Why I wouldn't use the FSM:
1. The factory has some ignition-fed circuits that have no fusing whatsover, and during a related meltdown repair on a '70 Chrysler I discovered that the FSM had a difference in it vs how my car was actually wired. (a simple inline fuse would've saved a section of the harness from overcurrent damage).
2. I've seen them combine circuits that should never be together**.
3. In the engineers' defense - factory wiring was done for low cost and 'acceptable' durability issues, ~50 years ago.

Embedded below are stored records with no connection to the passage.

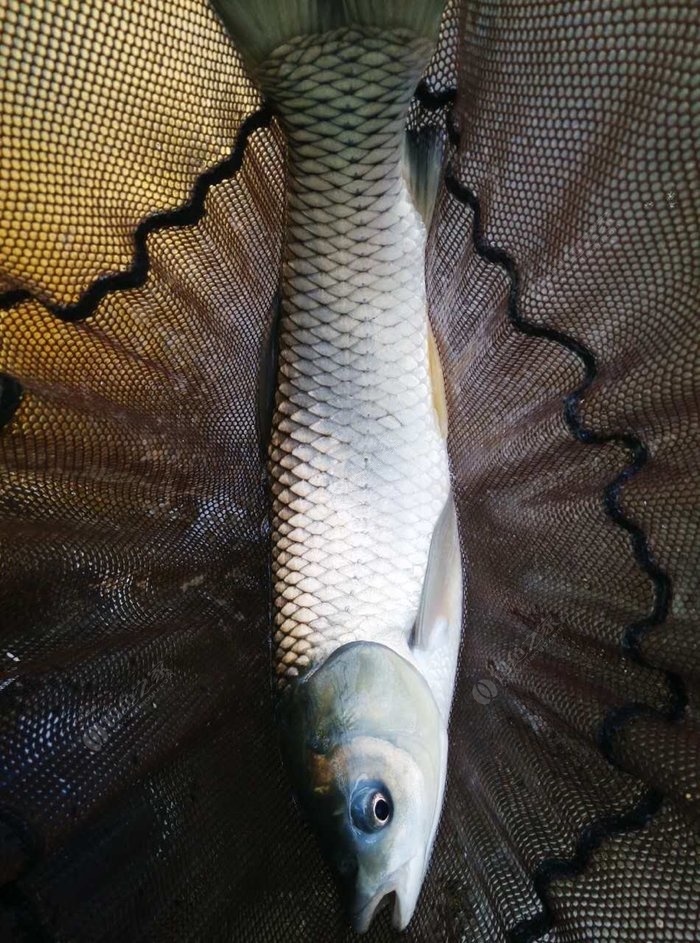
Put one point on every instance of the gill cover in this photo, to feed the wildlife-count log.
(366, 748)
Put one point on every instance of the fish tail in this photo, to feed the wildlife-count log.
(258, 27)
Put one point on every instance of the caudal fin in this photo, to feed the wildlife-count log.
(260, 26)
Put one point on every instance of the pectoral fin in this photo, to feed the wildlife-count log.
(423, 153)
(439, 620)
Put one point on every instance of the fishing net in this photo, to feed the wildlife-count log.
(142, 795)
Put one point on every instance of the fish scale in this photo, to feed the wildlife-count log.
(357, 459)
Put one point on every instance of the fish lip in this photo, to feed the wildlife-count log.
(404, 903)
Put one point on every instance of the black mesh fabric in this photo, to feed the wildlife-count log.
(141, 791)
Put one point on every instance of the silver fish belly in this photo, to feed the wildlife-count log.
(365, 550)
(358, 460)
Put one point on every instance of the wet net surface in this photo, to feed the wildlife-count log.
(141, 791)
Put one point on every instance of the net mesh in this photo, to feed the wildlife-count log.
(141, 791)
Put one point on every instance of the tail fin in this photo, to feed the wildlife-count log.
(260, 26)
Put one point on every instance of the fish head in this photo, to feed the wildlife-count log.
(366, 748)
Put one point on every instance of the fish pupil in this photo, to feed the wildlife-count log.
(371, 808)
(381, 809)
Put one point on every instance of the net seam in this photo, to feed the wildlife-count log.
(13, 896)
(187, 214)
(638, 816)
(136, 274)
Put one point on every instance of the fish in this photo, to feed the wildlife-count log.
(366, 560)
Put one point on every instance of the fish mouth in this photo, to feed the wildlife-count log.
(403, 886)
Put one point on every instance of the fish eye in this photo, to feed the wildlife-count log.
(371, 807)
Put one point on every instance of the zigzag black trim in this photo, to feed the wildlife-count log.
(11, 394)
(432, 101)
(188, 214)
(608, 826)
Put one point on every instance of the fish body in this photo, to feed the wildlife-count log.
(366, 563)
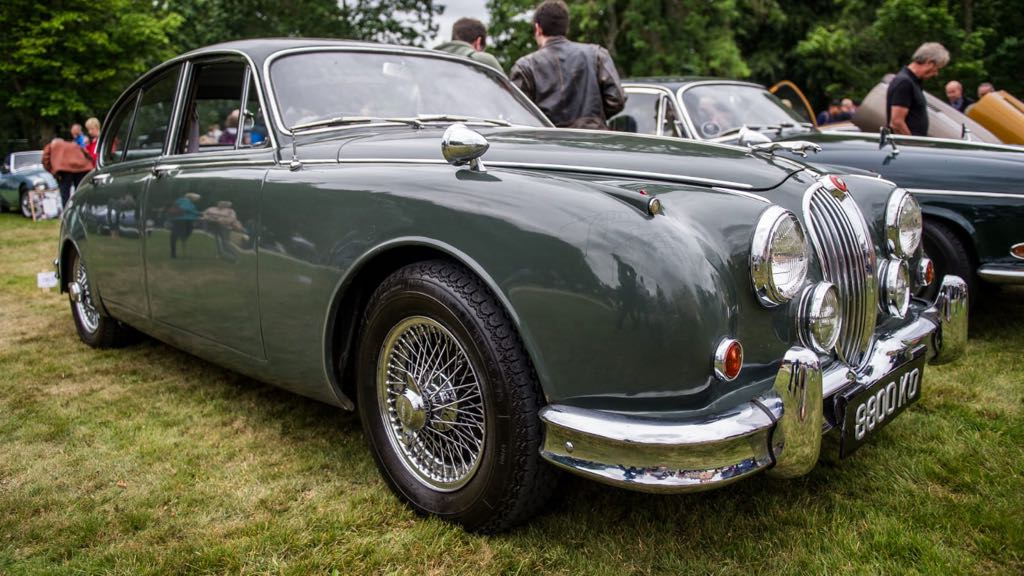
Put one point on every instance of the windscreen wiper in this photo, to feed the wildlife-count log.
(455, 118)
(345, 120)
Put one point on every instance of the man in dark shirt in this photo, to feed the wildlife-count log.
(954, 93)
(576, 85)
(906, 110)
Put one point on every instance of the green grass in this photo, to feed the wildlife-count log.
(147, 460)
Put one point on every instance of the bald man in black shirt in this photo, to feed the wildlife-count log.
(906, 110)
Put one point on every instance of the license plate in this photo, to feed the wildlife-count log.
(868, 410)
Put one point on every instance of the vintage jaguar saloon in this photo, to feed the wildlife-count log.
(399, 232)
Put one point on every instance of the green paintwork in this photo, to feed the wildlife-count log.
(989, 219)
(617, 310)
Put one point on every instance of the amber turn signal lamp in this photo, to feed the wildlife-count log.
(728, 360)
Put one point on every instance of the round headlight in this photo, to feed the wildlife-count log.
(895, 288)
(778, 256)
(820, 317)
(903, 222)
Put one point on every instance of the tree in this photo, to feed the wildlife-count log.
(644, 37)
(68, 60)
(401, 22)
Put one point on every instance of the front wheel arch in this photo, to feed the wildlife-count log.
(358, 284)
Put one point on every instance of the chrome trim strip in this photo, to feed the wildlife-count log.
(1000, 276)
(743, 194)
(932, 192)
(626, 173)
(387, 50)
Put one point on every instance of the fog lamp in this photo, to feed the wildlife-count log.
(926, 273)
(728, 360)
(903, 223)
(820, 318)
(895, 287)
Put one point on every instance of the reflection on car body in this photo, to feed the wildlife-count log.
(499, 299)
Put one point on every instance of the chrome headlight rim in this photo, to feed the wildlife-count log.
(896, 299)
(899, 202)
(813, 303)
(762, 263)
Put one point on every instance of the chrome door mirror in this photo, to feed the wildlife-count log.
(751, 137)
(462, 146)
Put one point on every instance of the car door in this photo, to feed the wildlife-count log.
(132, 142)
(202, 209)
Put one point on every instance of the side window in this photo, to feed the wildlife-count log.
(117, 130)
(639, 116)
(671, 122)
(154, 117)
(255, 129)
(212, 117)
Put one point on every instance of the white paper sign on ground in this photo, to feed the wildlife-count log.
(46, 280)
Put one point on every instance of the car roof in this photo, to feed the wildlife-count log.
(260, 48)
(676, 82)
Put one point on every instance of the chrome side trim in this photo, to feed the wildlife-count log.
(932, 192)
(625, 173)
(1000, 276)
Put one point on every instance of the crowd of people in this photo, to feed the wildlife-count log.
(69, 161)
(576, 85)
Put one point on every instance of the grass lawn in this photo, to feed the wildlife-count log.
(147, 460)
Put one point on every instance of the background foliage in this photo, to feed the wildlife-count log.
(67, 60)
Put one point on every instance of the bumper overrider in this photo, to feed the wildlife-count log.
(779, 432)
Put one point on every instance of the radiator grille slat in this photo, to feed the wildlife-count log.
(842, 242)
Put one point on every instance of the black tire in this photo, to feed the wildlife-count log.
(94, 327)
(494, 423)
(949, 255)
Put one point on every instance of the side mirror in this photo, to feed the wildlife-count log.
(462, 146)
(750, 137)
(886, 138)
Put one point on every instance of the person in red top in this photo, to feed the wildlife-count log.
(92, 126)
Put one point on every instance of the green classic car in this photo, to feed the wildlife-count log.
(500, 299)
(971, 193)
(23, 179)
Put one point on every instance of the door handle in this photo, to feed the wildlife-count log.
(159, 171)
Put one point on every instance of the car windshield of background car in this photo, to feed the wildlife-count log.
(719, 109)
(26, 159)
(314, 86)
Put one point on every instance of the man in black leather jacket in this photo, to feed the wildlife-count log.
(576, 85)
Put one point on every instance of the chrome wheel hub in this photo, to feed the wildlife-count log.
(431, 404)
(81, 297)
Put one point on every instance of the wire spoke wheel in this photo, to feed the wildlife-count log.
(84, 306)
(430, 400)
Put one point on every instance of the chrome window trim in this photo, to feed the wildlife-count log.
(934, 192)
(280, 124)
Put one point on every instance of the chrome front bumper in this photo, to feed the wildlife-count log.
(780, 429)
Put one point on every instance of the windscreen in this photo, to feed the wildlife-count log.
(719, 109)
(314, 86)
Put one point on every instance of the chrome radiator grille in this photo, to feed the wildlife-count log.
(840, 237)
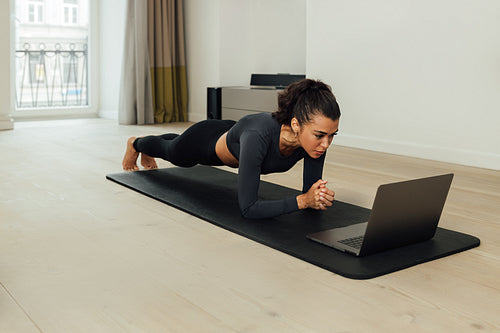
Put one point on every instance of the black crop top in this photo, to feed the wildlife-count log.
(254, 141)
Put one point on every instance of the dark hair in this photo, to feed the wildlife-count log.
(304, 99)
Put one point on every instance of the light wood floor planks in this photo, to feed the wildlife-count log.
(79, 253)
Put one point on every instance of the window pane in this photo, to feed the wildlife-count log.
(51, 60)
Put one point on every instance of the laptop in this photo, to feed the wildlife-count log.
(403, 213)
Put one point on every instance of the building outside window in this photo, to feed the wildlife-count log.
(35, 11)
(51, 53)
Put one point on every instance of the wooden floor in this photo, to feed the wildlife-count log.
(79, 253)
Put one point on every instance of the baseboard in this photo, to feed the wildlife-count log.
(443, 154)
(196, 117)
(108, 114)
(6, 122)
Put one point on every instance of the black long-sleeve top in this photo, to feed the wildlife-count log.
(254, 141)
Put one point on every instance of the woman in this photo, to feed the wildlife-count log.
(303, 128)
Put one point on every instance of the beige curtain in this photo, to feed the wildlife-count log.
(136, 102)
(167, 59)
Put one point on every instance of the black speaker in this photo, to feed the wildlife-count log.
(214, 103)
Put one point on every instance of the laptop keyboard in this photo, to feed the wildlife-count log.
(354, 242)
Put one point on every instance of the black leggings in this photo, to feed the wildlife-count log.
(195, 146)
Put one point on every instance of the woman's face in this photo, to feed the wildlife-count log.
(316, 136)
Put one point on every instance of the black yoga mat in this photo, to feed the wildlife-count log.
(211, 194)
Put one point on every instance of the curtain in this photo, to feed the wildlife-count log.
(167, 59)
(153, 84)
(135, 104)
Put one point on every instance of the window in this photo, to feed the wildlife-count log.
(35, 11)
(70, 9)
(52, 57)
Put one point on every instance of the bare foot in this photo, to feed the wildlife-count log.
(148, 162)
(130, 159)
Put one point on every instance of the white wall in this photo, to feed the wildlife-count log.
(112, 30)
(419, 78)
(228, 40)
(202, 35)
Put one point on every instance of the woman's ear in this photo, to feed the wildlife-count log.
(295, 125)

Now - if you're going to drastically depart from factory, you need to consider FMEA (Failure Mode Effects Analysis). This means putting careful thought into 'if item A fails, what happens?' then item B, C, and so on. As an example - you could combine an EFI fuel pump and EFI ECU on the same fuse - if either one shorts out, the engine shuts off. But the O2 sensor - put that one on a separate circuit: a problem there will at least allow the ECU to have limp-home capability. Ideally, you'd make an excel chart of all your circuits/items and think about it over a month or so, and have other people review it with you (to make sure you haven't overlooked anything).

I am in the beginning stages of re-configuring a car to use a relay box to run my MSD, timing module, fog lights, cooling fan, interior lighting, USB charger, aftermarket radio, future EFI option, etc. I've collected the fuseblock, terminal strips, enclosure for the relays, multi-conductor cable, etc, and have figured out the general placement and layout. I've started an FEMA chart but it is incomplete***.

** An example of bad FMEA - when the door locks short out on an '80 Diplomat it blows the fuse. Brake lights are on the same fuse. When I was a young lad I drove around for several months not caring that the PDL quit (inconvenience), totally oblivious that my brake lights were also inoperative (unsafe).

***I spend 8 years designing add-on electrical systems for utility trucks. Although I am experienced at that, rewiring the backbone of a car is a different animal, so I need to put more thought into whatever I create, I want it to be error/trouble-free.